By Adam Hetrick
11 Sep 2012
Keen artistic director Jonathan Silverstein stages the production that officially opens Oct. 2 for a run through Oct. 21. John Bell is musical director and accompanist.
It features several new songs, including "Rainbows," a duet penned for the Baker and his Wife in a previous film treatment of Into the Woods. It replaces "Two Fairytales." Director Silverstein shared some additional details on the song with Playbill.com. "'Rainbows' is a song that has never been performed before," he said. "It's a song from the never-made Into the Woods film, and it would have been sung by the Baker and his Wife talking about having children, or not having children, and it's really those two points of view of the optimist and the pessimist.
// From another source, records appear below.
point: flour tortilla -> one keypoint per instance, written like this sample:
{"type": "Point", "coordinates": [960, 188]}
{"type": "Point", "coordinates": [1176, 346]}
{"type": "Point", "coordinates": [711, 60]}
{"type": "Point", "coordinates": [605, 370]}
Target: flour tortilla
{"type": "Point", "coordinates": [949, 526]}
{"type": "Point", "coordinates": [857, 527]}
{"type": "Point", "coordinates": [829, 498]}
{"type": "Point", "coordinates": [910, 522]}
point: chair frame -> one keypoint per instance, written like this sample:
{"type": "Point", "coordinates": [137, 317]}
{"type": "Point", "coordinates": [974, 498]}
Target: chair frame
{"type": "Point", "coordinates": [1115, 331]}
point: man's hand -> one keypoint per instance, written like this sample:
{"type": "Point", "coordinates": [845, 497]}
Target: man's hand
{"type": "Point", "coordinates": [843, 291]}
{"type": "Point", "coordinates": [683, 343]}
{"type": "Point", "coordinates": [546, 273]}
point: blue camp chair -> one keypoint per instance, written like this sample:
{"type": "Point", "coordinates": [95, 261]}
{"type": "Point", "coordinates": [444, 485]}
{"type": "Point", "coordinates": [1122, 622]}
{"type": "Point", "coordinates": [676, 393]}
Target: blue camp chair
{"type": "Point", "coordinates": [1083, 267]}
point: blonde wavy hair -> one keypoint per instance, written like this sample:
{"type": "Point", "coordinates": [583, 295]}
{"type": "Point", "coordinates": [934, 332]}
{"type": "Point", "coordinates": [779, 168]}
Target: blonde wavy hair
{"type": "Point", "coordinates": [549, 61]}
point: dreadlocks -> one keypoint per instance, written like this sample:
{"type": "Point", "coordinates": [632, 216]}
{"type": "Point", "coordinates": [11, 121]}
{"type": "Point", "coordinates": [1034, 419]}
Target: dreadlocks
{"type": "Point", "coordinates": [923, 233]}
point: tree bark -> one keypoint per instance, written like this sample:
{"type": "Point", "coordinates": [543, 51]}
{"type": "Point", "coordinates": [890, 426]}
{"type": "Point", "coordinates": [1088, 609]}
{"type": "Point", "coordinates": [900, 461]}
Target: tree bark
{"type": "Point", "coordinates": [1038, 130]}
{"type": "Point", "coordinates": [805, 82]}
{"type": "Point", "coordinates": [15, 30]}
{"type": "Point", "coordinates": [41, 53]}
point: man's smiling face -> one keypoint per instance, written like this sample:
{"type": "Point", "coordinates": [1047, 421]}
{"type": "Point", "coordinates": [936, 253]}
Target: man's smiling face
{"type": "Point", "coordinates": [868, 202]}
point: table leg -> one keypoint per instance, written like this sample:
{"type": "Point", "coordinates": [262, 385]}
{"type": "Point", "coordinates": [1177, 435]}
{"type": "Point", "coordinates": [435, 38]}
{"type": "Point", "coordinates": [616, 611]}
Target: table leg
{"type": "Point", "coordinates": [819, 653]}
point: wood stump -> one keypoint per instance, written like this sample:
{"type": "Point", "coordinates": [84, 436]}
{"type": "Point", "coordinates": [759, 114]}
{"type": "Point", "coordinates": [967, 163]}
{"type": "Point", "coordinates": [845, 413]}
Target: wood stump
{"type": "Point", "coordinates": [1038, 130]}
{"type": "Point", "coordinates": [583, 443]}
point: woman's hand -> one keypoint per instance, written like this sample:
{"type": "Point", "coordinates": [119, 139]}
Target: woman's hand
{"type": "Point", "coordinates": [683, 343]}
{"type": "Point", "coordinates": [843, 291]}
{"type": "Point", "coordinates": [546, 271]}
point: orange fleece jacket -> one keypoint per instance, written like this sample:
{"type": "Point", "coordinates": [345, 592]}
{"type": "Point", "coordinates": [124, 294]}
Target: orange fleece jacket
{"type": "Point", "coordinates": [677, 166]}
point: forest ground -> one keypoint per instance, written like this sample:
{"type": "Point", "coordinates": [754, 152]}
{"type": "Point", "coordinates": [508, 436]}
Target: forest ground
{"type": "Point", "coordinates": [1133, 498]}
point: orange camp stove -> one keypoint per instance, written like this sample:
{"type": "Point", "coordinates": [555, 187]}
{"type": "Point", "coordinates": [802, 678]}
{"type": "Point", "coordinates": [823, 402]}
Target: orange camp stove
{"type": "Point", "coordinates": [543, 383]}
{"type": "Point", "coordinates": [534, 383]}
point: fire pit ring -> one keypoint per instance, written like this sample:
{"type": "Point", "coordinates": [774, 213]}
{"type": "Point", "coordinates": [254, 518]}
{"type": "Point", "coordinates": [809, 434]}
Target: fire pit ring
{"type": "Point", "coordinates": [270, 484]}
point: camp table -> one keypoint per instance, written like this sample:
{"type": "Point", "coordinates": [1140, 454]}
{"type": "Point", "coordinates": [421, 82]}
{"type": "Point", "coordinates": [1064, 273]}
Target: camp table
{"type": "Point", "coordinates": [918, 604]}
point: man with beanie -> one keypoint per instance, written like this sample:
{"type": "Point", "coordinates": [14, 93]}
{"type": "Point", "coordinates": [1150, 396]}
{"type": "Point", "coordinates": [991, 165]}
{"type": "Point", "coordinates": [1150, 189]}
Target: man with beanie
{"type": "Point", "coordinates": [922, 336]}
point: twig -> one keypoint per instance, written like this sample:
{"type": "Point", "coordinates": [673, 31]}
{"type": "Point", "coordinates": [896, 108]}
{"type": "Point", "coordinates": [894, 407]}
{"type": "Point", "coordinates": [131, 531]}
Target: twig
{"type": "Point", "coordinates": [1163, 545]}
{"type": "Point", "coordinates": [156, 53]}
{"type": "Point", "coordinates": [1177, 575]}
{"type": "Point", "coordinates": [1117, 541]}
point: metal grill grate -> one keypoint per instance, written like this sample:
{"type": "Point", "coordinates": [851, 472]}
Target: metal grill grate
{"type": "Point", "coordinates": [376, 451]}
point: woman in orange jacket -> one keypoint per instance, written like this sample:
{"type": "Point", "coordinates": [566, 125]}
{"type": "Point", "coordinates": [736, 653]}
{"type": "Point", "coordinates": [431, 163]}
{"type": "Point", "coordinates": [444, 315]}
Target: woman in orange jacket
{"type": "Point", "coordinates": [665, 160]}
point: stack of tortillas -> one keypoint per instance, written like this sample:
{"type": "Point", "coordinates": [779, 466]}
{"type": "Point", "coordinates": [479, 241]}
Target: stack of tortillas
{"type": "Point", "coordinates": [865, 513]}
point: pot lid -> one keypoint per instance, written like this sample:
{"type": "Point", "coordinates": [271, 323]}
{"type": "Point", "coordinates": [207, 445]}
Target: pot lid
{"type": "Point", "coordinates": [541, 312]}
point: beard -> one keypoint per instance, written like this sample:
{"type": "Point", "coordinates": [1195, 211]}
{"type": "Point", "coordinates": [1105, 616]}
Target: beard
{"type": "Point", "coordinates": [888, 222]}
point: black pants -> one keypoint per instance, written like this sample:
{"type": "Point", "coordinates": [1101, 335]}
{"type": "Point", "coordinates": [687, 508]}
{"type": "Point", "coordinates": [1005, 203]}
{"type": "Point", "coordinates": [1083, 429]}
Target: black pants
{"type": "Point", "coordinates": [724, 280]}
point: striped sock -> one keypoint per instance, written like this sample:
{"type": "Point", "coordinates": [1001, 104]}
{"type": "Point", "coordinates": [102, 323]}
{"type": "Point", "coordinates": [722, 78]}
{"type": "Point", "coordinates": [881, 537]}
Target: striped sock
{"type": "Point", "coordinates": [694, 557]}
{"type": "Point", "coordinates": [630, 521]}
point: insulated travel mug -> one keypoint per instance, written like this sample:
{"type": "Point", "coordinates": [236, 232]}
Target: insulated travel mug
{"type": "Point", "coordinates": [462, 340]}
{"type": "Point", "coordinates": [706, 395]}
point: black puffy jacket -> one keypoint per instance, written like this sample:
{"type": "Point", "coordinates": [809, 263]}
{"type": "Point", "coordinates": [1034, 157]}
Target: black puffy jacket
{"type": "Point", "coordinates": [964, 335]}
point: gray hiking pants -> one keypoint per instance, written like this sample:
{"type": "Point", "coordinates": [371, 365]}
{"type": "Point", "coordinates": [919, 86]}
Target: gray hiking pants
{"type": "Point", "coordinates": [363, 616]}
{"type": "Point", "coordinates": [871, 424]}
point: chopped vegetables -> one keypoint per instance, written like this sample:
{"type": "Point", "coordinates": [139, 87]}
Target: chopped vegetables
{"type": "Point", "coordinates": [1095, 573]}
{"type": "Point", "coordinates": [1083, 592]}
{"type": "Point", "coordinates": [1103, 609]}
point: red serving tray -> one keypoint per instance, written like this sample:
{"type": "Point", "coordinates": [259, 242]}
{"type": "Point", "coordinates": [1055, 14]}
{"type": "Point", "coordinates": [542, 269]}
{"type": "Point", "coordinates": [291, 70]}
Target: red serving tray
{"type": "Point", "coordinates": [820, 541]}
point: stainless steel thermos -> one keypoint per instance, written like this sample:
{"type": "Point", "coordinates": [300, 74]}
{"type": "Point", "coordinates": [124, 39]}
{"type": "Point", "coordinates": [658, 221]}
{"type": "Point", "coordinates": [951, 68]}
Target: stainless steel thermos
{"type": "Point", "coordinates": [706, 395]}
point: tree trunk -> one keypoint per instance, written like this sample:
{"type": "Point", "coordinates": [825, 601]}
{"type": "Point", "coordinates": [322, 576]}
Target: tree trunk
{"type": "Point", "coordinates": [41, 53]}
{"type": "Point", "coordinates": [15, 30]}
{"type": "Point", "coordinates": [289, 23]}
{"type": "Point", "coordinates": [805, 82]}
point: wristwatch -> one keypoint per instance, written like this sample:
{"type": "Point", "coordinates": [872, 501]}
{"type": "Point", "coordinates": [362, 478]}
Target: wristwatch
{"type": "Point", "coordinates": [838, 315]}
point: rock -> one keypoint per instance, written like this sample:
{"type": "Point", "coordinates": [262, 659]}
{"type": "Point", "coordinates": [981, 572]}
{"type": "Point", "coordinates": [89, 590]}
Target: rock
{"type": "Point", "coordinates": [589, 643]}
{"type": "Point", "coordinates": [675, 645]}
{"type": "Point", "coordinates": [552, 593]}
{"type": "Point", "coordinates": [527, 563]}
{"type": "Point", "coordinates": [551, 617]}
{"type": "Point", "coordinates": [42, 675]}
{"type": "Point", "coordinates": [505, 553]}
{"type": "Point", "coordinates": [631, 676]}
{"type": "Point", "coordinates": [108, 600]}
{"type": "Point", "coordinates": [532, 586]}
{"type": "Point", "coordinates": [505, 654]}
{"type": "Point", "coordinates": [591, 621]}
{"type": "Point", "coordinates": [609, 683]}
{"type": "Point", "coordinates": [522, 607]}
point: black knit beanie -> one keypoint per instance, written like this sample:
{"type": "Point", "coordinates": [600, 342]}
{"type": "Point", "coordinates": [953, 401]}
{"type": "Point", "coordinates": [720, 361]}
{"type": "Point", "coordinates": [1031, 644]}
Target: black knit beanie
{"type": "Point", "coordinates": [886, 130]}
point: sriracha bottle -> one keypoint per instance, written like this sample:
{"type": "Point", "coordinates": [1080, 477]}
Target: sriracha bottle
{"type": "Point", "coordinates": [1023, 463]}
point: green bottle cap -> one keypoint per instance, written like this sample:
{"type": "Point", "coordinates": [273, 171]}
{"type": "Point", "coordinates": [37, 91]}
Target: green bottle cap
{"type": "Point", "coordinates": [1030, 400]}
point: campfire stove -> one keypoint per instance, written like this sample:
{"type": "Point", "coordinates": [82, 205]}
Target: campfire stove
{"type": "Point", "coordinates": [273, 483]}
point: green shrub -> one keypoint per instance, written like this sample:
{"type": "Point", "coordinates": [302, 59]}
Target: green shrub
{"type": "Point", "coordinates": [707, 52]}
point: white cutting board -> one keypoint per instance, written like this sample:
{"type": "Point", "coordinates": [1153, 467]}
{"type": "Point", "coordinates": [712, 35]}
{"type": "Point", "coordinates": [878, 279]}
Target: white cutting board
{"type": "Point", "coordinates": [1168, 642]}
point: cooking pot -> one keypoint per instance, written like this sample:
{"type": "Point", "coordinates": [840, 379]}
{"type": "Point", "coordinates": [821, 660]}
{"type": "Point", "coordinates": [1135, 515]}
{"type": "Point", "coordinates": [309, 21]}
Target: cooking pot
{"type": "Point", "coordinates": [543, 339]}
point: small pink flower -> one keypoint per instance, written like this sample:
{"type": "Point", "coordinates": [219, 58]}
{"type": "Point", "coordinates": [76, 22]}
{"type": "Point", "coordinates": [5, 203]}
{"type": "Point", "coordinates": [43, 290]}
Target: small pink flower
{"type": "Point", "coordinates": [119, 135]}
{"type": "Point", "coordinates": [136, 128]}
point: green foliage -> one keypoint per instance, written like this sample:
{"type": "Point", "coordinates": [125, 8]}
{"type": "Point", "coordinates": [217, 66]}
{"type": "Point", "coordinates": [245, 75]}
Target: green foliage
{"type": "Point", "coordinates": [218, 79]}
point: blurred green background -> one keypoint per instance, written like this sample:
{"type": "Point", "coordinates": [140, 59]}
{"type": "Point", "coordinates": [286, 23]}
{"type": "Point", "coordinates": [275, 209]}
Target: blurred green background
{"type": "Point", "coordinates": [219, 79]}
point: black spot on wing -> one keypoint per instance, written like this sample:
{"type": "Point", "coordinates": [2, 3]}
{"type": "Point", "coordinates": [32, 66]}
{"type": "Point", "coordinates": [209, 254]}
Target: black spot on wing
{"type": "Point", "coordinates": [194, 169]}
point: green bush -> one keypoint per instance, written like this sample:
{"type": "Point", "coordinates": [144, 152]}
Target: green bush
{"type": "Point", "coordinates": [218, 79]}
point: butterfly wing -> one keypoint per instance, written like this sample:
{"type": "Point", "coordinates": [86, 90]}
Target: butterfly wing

It makes sense in that story and it makes sense in our story, because we have this man and this woman having very different journeys throughout the evening and so they use the song to work through their issues with one another."
Also added are "Yoo-Hoo!," cut from Sunday In the Park With George, replacing "Pour La Sport"; and the Follies song "Ah But Underneath," replacing "Uptown, Downtown."
Molina has been seen on Broadway in Rock of Ages and Sweeney Todd, as well as Mary Zimmerman's Candide at the Huntington, Goodman and Shakespeare theatres. Tam appeared on Broadway in Lysistrata Jones, A Chorus Line and Les Misérables.
Created by original Sweeney Todd cast member Craig Lucas and Norman René, the original Off-Broadway run of Marry Me a Little debuted in 1981 starring Lucas and Suzanne Henry at the Actors' Playhouse.
The new production has choreography by Tony Award nominee Dan Knechtges (Lysistrata Jones, Spelling Bee, Xanadu), with set design by Steven Kemp, costume design by Jennifer Paar, lighting design by Josh Bradfor and prop design by Ricola Willie.
Marry Me a Little includes such songs as "So Many People," "The Girls of Summer," "All Things Bright and Beautiful," "There Won't Be Trumpets," "Can That Boy Foxtrot," "Bang!," "Your Eyes Are Blue," "Happily Ever After," "It Wasn't Meant to Happen" and "A Moment with You."
Here's how it's billed: "Weaving together several unknown Sondheim songs, Marry Me a Little tells the charming and bittersweet tale of love, loneliness and survival of the modern single. Two single strangers, left alone in their studio apartments on a Saturday night, pass their time with sweetly secret, shared fantasies, never knowing that they're just a floor away from each other and the end of their lonely dreams."